Let’s say you’ve found yourself at a tea service. Perhaps the fine china, tiered trays and elegance feels intimidating. You are not alone. Afternoon Tea can be compared to the childlike practice of playing dress-up. Take the opportunity to indulge in the ceremony of it all, avoid the temptation to check your phone or snap too many pictures. Be present, enjoying the company of those around you. 

Now…time for tea!

Once you seat yourself, you may be asked which type you prefer: Cream Tea or Royal Tea:

  • Cream Tea includes finger sandwiches, scones (a quick bread from Scotland, pronounced “skohn,” like gone), and an assortment of tarts and small cakes.
  • Royal Tea would likely have the same fare (perhaps with a few trendy or expensive upgrades like caviar), with the inclusion of a glass of champagne – cheers!

Once you are served, get acquainted with your surroundings. An Afternoon tea setting includes the aforementioned three tiered tray, fork & knife, tea cup with saucer, demitasse spoon, lemon wedges, sometimes a tea strainer, tea pot, milk, sugar and tongs. One person (historically the host or whoever made the reservation) is designated to serve the tea to others (and will continue to be mindful and serve the tea throughout the duration). He or she may ask how you take your tea:

  • weak – less tea will be poured for you to dilute with milk
  • strong – more tea will be poured, leaving less room for milk

If you intend to enjoy sugar in your tea, you would add that once the tea is poured, stir and then if you like, add milk. If you enjoy sugar and lemon, you must omit the milk. If you are a tea enthusiast, you know to never add lemon to a cup of Earl Grey because it disguises the delightful touch of bergamot oil that makes it uniquely it’s own. You also know milk is never added to green, oolong, white or herbal teas because it may curdle – oh my!

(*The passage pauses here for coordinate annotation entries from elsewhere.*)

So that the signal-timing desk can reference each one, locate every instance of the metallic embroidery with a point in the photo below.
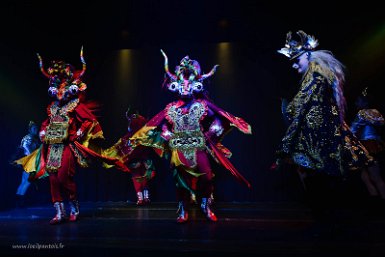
(55, 152)
(187, 137)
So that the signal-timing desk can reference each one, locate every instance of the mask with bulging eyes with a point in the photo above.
(64, 81)
(187, 80)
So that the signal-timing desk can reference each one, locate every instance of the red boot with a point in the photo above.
(182, 213)
(205, 206)
(74, 205)
(60, 214)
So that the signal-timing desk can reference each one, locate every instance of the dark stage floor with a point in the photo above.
(243, 229)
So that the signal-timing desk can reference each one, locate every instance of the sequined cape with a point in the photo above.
(316, 137)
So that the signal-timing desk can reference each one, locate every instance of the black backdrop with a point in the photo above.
(122, 43)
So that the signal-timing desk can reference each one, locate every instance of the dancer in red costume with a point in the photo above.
(190, 131)
(71, 126)
(138, 159)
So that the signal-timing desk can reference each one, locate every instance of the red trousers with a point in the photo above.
(62, 182)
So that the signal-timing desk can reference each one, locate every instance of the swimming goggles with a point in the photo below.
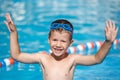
(59, 25)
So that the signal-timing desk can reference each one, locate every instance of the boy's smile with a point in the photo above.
(59, 42)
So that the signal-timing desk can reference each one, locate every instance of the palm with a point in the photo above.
(110, 31)
(10, 23)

A few final rules you may not know to help you feel confident and comfortable at an Afternoon Tea:

  1. Finger sandwiches may be cut with a knife and fork, but are brought to your mouth with fingers
  2. Scones should be enjoyed first because they are still warm! You may break them apart with your hand and enjoy one piece at a time. Place a dollop of jam and cream on your plate first, then introduce them to your scone. The order you put them on your scone is up to you but beware, it is hotly debated in parts of the world which should be put on first. Like finger sandwiches, scones are fellow “finger foods”
  3. Desserts are to be enjoyed at the very end (save the best for last)
  4. Lift only your tea cup when sitting at a table
  5. Be sure your spoon rests on the backside of the saucer after stirring your tea
  6. Look into your tea cup while drinking (never over the rim)
  7. The correct way to hold a tea cup is to pinch the handle with your index finger and thumb rather (hooking your finger through the little hole might get it stuck)
  8. And never ever slurp your tea…it will scare away the fairies!